The results of Lasso regression, indicating a decent fit despite of the absence of direct correlation.
(Left) True vs. calibrated SO2 readings using Lasso. (Right) Model error as a function of time.

Summary

Here is a brief summary on the model performance between generic MLR and Lasso. Lasso consistently produces better models with high R2 score and good interpretability.

A summary barplot comparing the R2 score of multiple linear regression and Lasso regression for different target analyte
A summary on model performance in terms of R2 score.

Conclusions

Using the first two weeks of data for training and the following four months of data for validation, we show that Lasso regression can yield excellent sensor calibration for several air quality markers, including NO, NO2, NOx, and O3. The R2 scores for all these analytes are around and above 0.85, indicating good sensor stability over time. Compared with generic MLR, Lasso regression provides a much better calibration performance and better model interpretability.
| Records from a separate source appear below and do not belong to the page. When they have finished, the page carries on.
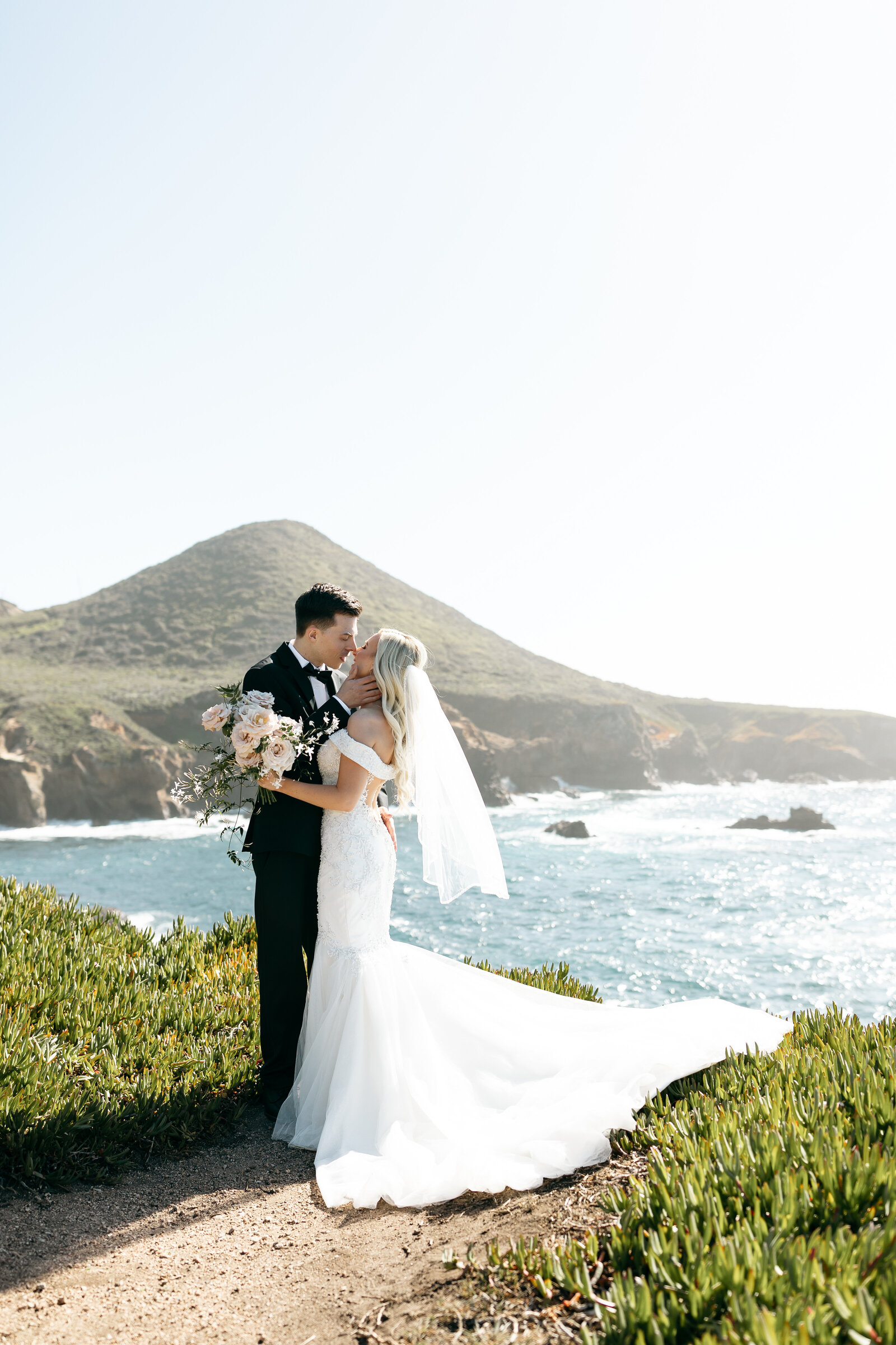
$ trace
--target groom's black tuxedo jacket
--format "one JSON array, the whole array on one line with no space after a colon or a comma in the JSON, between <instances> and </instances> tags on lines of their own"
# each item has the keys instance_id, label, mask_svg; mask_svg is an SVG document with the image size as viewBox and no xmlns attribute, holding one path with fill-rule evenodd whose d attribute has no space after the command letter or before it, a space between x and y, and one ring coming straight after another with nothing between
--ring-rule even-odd
<instances>
[{"instance_id":1,"label":"groom's black tuxedo jacket","mask_svg":"<svg viewBox=\"0 0 896 1345\"><path fill-rule=\"evenodd\" d=\"M333 685L340 689L345 681L341 672L333 674ZM277 714L289 714L302 720L305 726L324 728L325 716L336 716L340 728L345 728L349 712L330 697L317 709L314 686L289 644L283 642L278 650L261 663L255 663L243 678L243 691L273 691ZM308 779L309 771L305 769ZM298 771L287 771L287 777L298 779ZM320 784L321 777L314 759L312 779ZM321 814L312 803L302 803L287 794L278 795L273 803L257 803L246 829L243 850L258 854L261 850L293 850L297 854L318 855L321 853Z\"/></svg>"}]
</instances>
In conclusion, Lasso regression provides a middle ground between overly simplistic multiple linear regression and uninterpretable machine learning models. Its ability to generate a sparse calibration relationship offers an efficient alternative to conventional calibration methods for low-cost air quality monitoring sensor arrays.